1

Windows 10's startup is painful on an older PC like mine. I have a AMD fx8120 on a Sata2 AM3 motherboard with a regular sata2 1tb spinning hard disk. I need to wait 10-15 minutes after logging on before I can click the mouse because of windows horrible startup time. I don't mind that the disk is laggy most of the time (disk-intensive apps like docker and wsl2 are unacceptably slow however) but its unusual that it so slow for so long every single day only at startup and then it's absolutely fine. I'm sure it's probably one of the core windows services I can probably live without, just don't know how to find out which one. I have disabled all startup apps, and it is just as slow in any of the three local profiles I have on this machine.

I realise that other posts say all the same ideas (I've followed every step in every guide) all come back to the same conclusion of swapping out the hard disk for a ssd, but at this time I can't afford to buy a newspaper let alone a SSD, and amazon/ebay both take 2 full months to deliver anything. I've disabled the garbage windows search that I never use, the 'sysmain' service, mucked about with ahci settings, etc. How do I log to a meaningful file the disk process usage over the first 10 minutes after a logon?

frumbert
  • 997
  • 2
  • 10
  • 19
  • Defragmenting the disk could help a bit. – davidgo Oct 04 '20 at 04:28
  • Stop shutting your computer down. Windows can run for days or weeks without reboots. Use standby or hibernate if you have to. – Appleoddity Oct 04 '20 at 04:43
  • The main task after a full restart that uses so much HDD I/O is a (very necessary) "brief" virus scan. As others state, use *hibernation* or *sleep* for quicker restarts. Alternatively, other operating systems often reboot *much* faster, particularly on older PC's. On one laptop, I find a full reboot in Windows takes ~7 minutes to finish scan and get up to speed; on that laptop, Ubuntu boots in ~1.5 minutes, without need for virus scan. – DrMoishe Pippik Oct 04 '20 at 05:16
  • You should also check your hard disk for errors with your favourite SMART program. – DavidPostill Oct 04 '20 at 09:23
  • 1
    Also, manufacturers save money (lowers your purchase cost) by using slow hard drives. If that is the case, you can follow the earlier advice to suspend overnight but perhaps stick with suspend and not hibernate as some computers do not restart properly from hibernate. I use suspend successfully. – John Oct 04 '20 at 11:41
  • How much installed memory do you have? – Moab Oct 04 '20 at 13:58
  • Seagate make rubbish hard drives. They always fail. Check if your hard drive is made by Seagate in Device Manager. – desbest Oct 25 '20 at 23:23

1 Answers1

0

Your disk should automatically de-fragment the drive at least once a week, if not everyday. Considering your budget constraints, hibernation/suspend would be your best option.

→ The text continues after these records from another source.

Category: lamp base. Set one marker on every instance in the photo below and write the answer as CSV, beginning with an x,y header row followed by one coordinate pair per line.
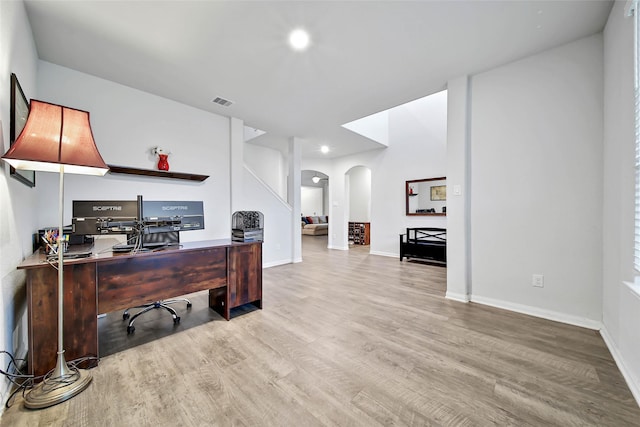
x,y
54,390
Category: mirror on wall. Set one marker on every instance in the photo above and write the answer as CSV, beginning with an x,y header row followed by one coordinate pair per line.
x,y
427,196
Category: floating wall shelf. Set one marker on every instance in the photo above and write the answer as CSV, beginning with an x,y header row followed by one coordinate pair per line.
x,y
156,173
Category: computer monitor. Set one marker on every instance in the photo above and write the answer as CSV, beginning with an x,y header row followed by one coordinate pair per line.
x,y
99,217
147,224
163,216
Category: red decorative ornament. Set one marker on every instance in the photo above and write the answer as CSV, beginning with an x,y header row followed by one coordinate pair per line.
x,y
163,162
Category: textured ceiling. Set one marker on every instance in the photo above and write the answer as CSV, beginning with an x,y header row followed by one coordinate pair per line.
x,y
365,56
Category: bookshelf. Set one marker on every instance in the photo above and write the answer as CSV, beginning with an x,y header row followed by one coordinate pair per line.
x,y
359,233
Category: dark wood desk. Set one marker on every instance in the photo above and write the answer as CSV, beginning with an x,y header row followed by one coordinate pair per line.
x,y
104,282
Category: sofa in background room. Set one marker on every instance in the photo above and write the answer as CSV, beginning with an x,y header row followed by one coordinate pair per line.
x,y
315,225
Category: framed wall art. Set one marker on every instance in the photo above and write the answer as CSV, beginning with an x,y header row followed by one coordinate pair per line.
x,y
439,192
19,112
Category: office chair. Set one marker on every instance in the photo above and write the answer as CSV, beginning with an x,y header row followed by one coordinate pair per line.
x,y
153,305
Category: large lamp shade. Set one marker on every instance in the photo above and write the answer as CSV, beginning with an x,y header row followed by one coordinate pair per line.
x,y
57,139
53,136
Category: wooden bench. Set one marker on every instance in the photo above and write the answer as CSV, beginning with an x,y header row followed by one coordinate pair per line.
x,y
429,244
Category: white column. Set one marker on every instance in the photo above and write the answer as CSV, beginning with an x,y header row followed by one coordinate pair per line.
x,y
459,189
293,196
236,167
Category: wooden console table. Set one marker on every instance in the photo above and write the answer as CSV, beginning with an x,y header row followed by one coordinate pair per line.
x,y
104,282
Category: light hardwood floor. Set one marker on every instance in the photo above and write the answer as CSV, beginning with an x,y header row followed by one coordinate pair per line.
x,y
347,339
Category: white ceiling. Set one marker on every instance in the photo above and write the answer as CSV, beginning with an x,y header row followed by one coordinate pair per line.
x,y
365,57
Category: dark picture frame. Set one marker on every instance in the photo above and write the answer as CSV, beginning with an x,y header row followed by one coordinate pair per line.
x,y
439,192
19,112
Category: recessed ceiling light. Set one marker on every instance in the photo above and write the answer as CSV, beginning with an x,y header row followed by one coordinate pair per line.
x,y
299,39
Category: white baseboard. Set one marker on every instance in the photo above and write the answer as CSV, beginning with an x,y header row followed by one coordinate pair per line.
x,y
276,263
538,312
457,297
387,254
632,383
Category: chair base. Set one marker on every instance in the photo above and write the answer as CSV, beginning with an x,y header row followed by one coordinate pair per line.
x,y
151,306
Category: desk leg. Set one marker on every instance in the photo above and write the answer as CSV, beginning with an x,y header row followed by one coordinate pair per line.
x,y
219,302
80,316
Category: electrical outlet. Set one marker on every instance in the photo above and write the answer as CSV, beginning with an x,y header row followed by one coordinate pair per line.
x,y
537,280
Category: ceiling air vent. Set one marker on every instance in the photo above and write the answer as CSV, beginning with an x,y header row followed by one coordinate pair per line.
x,y
221,101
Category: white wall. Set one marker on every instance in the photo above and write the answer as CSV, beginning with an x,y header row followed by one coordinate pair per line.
x,y
311,200
17,214
536,169
621,304
126,123
360,194
268,164
417,150
278,218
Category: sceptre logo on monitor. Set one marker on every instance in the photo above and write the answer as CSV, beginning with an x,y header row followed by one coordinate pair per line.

If you wanted to dive into it:

Open task manager > processes > performance tab > click the "Disk" > right click on the most used process and select "Details". that should take you directly to the process/service that is causing all the trouble. I would check again a few hours later and see if the same process/service is the culprit, you could upload a photo and I might be able to find more information for you.

I hope this is helpful, if not, I apologize.